Obviously, there is always something to do in Shin Megami Tensei IV. I won’t get into other features such as Special Fusions, boss choices, side-quests, or the training missions. Instead, I’ll gush about the graphics and music.The presentation is another highlight. The level of detail given to each demon, special ability, cut scene and environment is impressive. The only flaw comes with the world map being too messy to navigate. The music is another solid aspect. It brings together a variety of genres in a unique way that fits the setting. Backing up the music is believable voice acting. Flynn may not say much, but the supporting characters and the multiple demons have plenty to talk about.

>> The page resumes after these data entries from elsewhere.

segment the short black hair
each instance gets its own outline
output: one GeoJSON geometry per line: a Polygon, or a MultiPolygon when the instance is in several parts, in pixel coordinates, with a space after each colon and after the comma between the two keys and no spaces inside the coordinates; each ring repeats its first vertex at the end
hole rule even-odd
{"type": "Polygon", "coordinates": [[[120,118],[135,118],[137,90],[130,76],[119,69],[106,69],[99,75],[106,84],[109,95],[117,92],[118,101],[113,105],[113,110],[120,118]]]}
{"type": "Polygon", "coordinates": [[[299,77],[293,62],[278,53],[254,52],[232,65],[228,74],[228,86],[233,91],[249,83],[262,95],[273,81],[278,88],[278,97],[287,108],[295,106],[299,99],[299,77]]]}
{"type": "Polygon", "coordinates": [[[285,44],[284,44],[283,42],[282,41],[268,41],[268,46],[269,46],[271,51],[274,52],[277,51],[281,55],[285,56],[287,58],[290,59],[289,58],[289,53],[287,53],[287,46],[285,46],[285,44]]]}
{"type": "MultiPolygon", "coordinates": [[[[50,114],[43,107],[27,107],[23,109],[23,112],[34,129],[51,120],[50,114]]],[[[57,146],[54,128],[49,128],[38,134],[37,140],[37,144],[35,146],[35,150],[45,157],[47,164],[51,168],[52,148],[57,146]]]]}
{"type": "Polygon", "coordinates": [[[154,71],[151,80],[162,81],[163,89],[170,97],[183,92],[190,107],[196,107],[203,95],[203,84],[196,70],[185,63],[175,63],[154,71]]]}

As I mentioned earlier, finishing Shin Megami Tensei IV can take up to 50 hours. Chances are your final time will be longer due to playing around with Demon Fusion and side quests. A generous new game plus will allow you to select a new level of difficulty and attempt to go for a different ending. It’s impressive how much content Atlus packed into this tiny cartridge. Personally, I prefer Nocturne to SMTIV. However, I still recommend it to all RPG fans. It has a few issues that can put a damper on progression. However, just like Nocturne, I was sad to see the game end.
Overall, 8/10: Shin Megami Tensei IV offers something for long-time fans and for those that are new to the series.